Sexual license doesn't pay a major role in "A Lot to Ask: A Life of Barbara Pym" by Hazel Holt (Plume). But Pym, who went to Oxford, was hardly the prim spinster one might expect from some of the characters in her books, and was, in fact, very popular with young men at university and after. This book brings to life the story of a wonderful English novelist, who wrote, "Excellent Women," "An Unsuitable Attachment," "Less Than Angels," "The Sweet Dove Died" and other books set in classically English milieux. In one passage, she writes to a friend that the causes of people splitting from the Church of England were sometimes theological, but most often caused by someone "taking umbrage" -- a classically Pym situation. Holt, who worked with her for years at the International Africa Institute, makes the point that Pym could easily have married if she so desired. She herself once noted, "It's the only occasion when one really wants a husband -- in a pub with uncongenial company and a feeling of not belonging."

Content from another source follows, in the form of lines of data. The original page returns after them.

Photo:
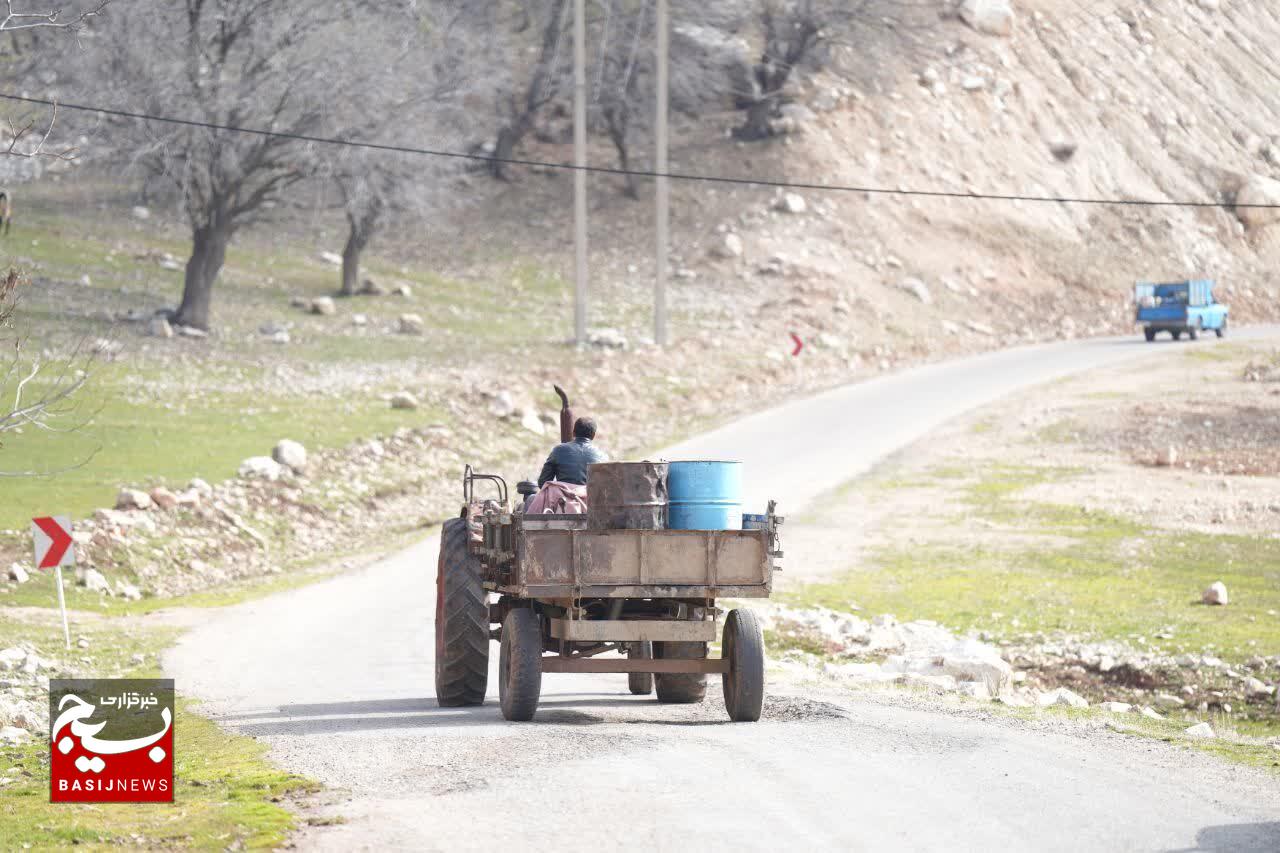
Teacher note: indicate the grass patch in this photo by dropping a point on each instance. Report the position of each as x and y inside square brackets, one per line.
[1092, 574]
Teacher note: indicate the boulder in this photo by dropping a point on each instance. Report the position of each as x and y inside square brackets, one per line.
[411, 324]
[291, 454]
[132, 500]
[1215, 594]
[163, 497]
[323, 305]
[992, 17]
[261, 468]
[1258, 191]
[403, 400]
[92, 580]
[790, 203]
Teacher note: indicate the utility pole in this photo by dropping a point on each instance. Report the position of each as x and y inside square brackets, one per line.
[580, 172]
[663, 197]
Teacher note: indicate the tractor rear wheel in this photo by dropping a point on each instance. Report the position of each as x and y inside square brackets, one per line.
[640, 683]
[461, 621]
[743, 646]
[520, 665]
[681, 689]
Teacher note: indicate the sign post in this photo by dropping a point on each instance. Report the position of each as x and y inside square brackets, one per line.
[51, 537]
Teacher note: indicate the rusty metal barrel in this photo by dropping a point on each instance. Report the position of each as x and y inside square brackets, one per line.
[626, 496]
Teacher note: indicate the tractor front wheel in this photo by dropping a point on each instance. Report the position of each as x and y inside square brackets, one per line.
[743, 646]
[520, 665]
[461, 621]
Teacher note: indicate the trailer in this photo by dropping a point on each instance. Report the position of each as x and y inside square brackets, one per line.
[561, 597]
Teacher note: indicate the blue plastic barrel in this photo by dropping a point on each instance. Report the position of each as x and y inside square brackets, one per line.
[704, 496]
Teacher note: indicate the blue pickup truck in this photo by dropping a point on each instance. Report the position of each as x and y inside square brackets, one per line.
[1178, 308]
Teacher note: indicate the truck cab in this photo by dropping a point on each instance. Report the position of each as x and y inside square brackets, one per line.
[1178, 308]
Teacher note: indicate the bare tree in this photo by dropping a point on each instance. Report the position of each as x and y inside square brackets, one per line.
[35, 392]
[229, 63]
[375, 186]
[544, 82]
[12, 19]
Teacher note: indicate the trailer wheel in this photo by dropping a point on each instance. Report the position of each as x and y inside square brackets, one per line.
[461, 621]
[680, 689]
[640, 683]
[520, 665]
[743, 647]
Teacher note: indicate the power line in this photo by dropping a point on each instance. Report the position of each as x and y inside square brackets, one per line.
[636, 173]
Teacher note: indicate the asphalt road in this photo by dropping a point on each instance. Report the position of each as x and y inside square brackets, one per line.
[338, 679]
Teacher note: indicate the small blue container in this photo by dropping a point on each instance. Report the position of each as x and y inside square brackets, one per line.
[704, 496]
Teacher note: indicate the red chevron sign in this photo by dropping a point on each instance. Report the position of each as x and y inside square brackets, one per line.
[53, 536]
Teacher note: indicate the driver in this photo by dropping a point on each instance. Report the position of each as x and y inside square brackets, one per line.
[567, 463]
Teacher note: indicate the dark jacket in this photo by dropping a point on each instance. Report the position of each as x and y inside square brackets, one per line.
[568, 461]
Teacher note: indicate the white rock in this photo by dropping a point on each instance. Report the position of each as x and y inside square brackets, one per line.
[1258, 191]
[291, 452]
[992, 17]
[730, 246]
[1256, 687]
[94, 580]
[323, 305]
[1061, 697]
[263, 468]
[12, 658]
[790, 203]
[403, 400]
[132, 500]
[974, 690]
[411, 324]
[159, 327]
[1215, 594]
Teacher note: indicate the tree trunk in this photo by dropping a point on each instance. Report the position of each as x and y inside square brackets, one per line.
[757, 124]
[208, 255]
[356, 242]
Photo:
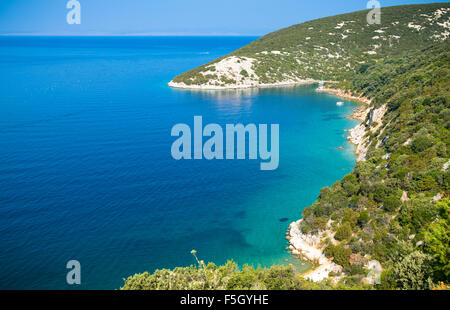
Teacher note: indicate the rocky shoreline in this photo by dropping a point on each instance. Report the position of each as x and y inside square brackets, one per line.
[308, 247]
[243, 86]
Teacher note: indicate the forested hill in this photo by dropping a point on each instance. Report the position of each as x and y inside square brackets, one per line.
[329, 48]
[393, 207]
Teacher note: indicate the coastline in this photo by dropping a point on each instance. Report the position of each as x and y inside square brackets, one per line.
[306, 246]
[243, 86]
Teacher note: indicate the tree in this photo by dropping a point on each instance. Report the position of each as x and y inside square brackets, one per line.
[392, 203]
[344, 232]
[414, 272]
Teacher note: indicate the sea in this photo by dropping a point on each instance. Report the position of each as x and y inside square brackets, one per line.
[86, 171]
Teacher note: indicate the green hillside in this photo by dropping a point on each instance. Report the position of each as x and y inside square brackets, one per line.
[325, 49]
[393, 207]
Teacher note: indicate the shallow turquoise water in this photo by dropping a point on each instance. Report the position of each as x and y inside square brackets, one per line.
[86, 171]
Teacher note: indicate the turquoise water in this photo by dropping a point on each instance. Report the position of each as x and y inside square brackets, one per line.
[86, 171]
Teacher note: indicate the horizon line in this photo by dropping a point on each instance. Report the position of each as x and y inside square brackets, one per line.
[131, 35]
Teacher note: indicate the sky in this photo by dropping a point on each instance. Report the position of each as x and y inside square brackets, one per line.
[171, 17]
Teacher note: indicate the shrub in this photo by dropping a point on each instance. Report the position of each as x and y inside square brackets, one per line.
[344, 232]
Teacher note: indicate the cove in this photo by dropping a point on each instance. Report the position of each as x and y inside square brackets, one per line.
[87, 174]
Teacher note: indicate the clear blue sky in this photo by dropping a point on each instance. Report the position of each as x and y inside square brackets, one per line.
[172, 17]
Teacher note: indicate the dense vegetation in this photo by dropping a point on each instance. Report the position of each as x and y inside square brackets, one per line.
[332, 48]
[394, 207]
[228, 277]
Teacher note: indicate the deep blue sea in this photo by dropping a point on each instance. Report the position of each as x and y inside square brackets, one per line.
[86, 171]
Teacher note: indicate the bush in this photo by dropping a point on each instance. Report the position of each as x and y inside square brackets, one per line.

Peggy Guggenheim, by contrast, has always had rather a louche reputation. In her autobiographical "Confessions of an Art Addict" (The Ecco Press) she talks about her life as a woman and a collector. The book is full of wonderful anecdotes about the celebrated artists she knew and supported, including giving Jackson Pollock a stipend to live on during his time in Springs, L.I. She talks about her passions for Samuel Beckett -- who was famously impossible -- and Max Ernst, whom she managed with great difficulty to extricate, with his paintings, from Europe and later married. She said, his paintings were "greatly admired by the soldiers at borders and even by priests."